Le 2 février 1835, on arrête à Beaune, pour faux en écriture de commerce, un certain Jacob Lévy, dont le véritable nom est Pierre François Lacenaire. Celui-ci s'est montré tellement habile que l'enquête s'est révélée un véritable casse-tête : il utilise une vingtaine de patronymes différents et change de physique en pratiquant à merveille l'art de la métamorphose, ce qui lui vaut d'être décrit par l'un des inspecteurs comme un véritable "caméléon humain". Il n'a pu être confondu que parce qu'il a été dénoncé par deux hommes, Pierre Victor Avril et Hippolyte Martin, dit François, détenus l'un pour vol, l'autre pour escroquerie. On parvient également à rattacher Lacenaire à une tentative de meurtre sur un jeune garçon de caisse, commise le 31 décembre 1834, rue Montorgueil, à Paris.
Le 25 mars 1835, Lacenaire est transféré à la prison parisienne de la Conciergerie. Devant le chef de la sûreté, il reconnaît être coupable de l'agression de la rue Montorgueil. Au cours des interrogatoires, il apprend d'où vient la trahison : il se venge en dénonçant à son tour François comme complice dans l'affaire de la rue Montorgueil, et Avril comme complice de l'assassinat de la mère et du fils Chardon. Il se revendique cependant comme l'auteur principal de ce dernier crime : en 1830, détenu pour suspicion de vol de cabriolet, c'est à la prison de Poissy qu'il a rencontré Chardon.
Mais ce n'est qu'au fil d'aveux progressifs que les policiers prennent la mesure des méfaits de Lacenaire. Avant la rue Montorgueil, celui-ci s'est rendu coupable de deux tentatives de meurtre : le 30 septembre, rue de la Chanvrerie, et le 14 novembre, rue Sartine. Chaque fois, il a agi de la même façon : par le biais de vols et de faux, il s'est procuré une somme suffisante pour louer un appartement d'aspect correct et pour y convoquer, sous prétexte de recouvrir une traite fictive, un garçon de recette. Il a ensuite tenté de s'emparer de l'argent apporté par le malheureux, après avoir tenté de le tuer par précaution.

Intarissable, Lacenaire poursuit l'énumération de ses forfaits, notamment une tentative d'assassinat manqué sur une receleuse en septembre 1834. Il avoue encore avoir tué le neveu de l'homme de lettres Benjamin Constant, en juin 1829, au cours d'un duel. Il mentionnera dans ses Mémoires d'autres meurtres, dont ceux de "cinq ou six individus égorgés au hasard". Il revendique par ailleurs une multitude de vols et d'escroqueries, fausses lettres de change, faux en écritures, chantage sur des homosexuels... C'est finalement sous trente chefs d'inculpation, qu'il est envoyé devant la justice.

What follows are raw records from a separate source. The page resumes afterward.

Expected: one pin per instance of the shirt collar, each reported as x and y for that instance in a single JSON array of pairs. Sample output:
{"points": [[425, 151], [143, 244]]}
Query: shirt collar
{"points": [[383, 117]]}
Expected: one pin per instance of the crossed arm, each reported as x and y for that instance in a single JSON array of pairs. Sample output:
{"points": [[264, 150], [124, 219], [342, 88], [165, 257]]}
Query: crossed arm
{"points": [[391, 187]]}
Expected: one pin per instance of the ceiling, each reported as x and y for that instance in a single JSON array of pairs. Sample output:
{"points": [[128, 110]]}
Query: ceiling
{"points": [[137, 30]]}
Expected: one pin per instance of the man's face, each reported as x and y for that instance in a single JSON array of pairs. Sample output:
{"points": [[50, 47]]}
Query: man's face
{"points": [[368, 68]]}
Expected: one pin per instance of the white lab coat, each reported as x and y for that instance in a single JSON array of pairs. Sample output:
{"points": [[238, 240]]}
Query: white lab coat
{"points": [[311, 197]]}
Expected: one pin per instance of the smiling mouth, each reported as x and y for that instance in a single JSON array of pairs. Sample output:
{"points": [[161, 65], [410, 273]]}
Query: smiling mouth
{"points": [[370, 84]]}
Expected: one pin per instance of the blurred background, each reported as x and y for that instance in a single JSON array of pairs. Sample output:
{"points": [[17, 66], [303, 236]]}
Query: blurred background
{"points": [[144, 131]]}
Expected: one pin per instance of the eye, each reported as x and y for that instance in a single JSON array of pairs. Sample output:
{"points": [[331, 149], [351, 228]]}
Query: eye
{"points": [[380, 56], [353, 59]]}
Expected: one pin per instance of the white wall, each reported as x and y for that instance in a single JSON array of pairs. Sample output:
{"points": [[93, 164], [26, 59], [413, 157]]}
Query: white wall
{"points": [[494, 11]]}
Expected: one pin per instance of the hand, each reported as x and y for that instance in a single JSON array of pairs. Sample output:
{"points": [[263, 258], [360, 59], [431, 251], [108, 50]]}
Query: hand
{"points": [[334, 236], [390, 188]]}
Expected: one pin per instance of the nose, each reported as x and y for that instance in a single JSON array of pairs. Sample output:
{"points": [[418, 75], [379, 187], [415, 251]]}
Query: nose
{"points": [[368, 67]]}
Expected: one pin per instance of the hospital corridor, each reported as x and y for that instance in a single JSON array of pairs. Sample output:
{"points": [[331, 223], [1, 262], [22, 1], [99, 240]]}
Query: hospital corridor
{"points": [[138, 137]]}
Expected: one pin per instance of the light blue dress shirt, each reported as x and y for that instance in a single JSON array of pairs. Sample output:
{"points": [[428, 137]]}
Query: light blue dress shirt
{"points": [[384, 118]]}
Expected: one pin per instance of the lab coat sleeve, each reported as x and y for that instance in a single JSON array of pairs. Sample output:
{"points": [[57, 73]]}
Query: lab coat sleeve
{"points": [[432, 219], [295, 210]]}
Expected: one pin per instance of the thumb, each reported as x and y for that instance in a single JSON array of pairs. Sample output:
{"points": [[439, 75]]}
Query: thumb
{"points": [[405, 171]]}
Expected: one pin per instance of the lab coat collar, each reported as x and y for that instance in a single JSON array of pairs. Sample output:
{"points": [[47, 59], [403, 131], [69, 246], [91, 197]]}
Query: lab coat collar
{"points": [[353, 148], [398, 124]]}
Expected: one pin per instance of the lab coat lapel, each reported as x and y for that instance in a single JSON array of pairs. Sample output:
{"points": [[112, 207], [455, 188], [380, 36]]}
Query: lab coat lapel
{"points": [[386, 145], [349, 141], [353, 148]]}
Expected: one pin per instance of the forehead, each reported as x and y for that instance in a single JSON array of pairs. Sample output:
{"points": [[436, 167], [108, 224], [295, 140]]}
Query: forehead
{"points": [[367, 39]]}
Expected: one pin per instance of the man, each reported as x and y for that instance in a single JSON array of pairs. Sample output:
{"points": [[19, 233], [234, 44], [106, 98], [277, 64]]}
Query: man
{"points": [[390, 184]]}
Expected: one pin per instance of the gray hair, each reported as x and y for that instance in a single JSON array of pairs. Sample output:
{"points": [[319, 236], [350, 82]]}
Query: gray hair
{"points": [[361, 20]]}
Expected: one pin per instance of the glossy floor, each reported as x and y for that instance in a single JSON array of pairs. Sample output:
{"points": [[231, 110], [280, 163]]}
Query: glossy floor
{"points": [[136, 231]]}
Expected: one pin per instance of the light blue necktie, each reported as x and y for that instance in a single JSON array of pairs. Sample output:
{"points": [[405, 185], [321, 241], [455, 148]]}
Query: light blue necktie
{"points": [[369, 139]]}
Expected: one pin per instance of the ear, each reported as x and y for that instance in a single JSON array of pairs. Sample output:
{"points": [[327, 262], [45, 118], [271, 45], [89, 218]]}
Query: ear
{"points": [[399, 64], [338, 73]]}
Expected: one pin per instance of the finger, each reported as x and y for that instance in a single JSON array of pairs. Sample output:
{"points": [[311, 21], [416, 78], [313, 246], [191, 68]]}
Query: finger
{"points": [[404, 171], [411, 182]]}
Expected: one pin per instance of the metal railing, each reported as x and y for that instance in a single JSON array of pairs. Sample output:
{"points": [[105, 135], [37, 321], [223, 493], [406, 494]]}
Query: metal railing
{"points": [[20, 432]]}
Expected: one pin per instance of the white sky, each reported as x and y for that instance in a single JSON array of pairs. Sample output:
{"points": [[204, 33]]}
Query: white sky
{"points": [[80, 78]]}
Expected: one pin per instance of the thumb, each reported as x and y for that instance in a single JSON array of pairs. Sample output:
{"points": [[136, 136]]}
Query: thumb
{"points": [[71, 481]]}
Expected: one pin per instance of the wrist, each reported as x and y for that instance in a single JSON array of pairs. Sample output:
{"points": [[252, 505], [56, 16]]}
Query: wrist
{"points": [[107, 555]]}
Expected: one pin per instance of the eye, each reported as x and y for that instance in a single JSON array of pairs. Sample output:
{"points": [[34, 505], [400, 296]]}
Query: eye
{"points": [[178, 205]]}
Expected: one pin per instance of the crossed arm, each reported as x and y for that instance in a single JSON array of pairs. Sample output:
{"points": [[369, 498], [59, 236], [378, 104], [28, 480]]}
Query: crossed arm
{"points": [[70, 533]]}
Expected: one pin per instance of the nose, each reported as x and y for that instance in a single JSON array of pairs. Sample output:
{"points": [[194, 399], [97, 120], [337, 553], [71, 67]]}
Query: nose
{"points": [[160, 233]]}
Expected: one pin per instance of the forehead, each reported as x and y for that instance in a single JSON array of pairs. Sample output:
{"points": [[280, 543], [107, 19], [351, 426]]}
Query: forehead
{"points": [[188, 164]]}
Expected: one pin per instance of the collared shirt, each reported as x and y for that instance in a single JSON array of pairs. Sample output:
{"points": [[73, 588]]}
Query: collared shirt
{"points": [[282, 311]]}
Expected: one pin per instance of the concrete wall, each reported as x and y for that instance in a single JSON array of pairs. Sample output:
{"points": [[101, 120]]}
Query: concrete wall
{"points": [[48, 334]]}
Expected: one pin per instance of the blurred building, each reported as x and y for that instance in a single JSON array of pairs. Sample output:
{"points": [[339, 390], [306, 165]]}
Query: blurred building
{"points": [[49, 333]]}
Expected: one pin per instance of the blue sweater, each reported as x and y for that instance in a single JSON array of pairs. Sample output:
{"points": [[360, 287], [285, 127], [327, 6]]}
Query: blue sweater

A la veille de son procès, en novembre 1835, Lacenaire est célèbre pour ses crimes, dont la longue liste ne sera connue dans son entier qu'au cours des débats, que pour sa personnalité hors du commun. "On jugera jeudi prochain aux assises de la Seine un assassin d'une nature bien extraordinaire", écrit le 9 novembre Le Journal du Commerce. Il est vrai que le comportement de l'accusé est pour le moins surprenant : "Il paraît que depuis son arrestation, Lacenaire a fait l'aveu de plusieurs crimes capitaux dont il n'était même pas soupçonné", s'étonne le 7 novembre La Gazette des tribunaux. Le 12, le même journal annonce : "Cet homme (...) a, dit-on, le projet d'avouer non seulement tous les crimes qui lui sont reprochés, mais encore de se charger, à l'audience même, de nombreux méfaits pour lesquels il n'est pas renvoyé devant le jury". Cet homme, dont Le Journal du Commerce souligne "le froid cynisme dans ses aveux qui épouvante ceux qui l'interrogent", va attirer les foules au tribunal.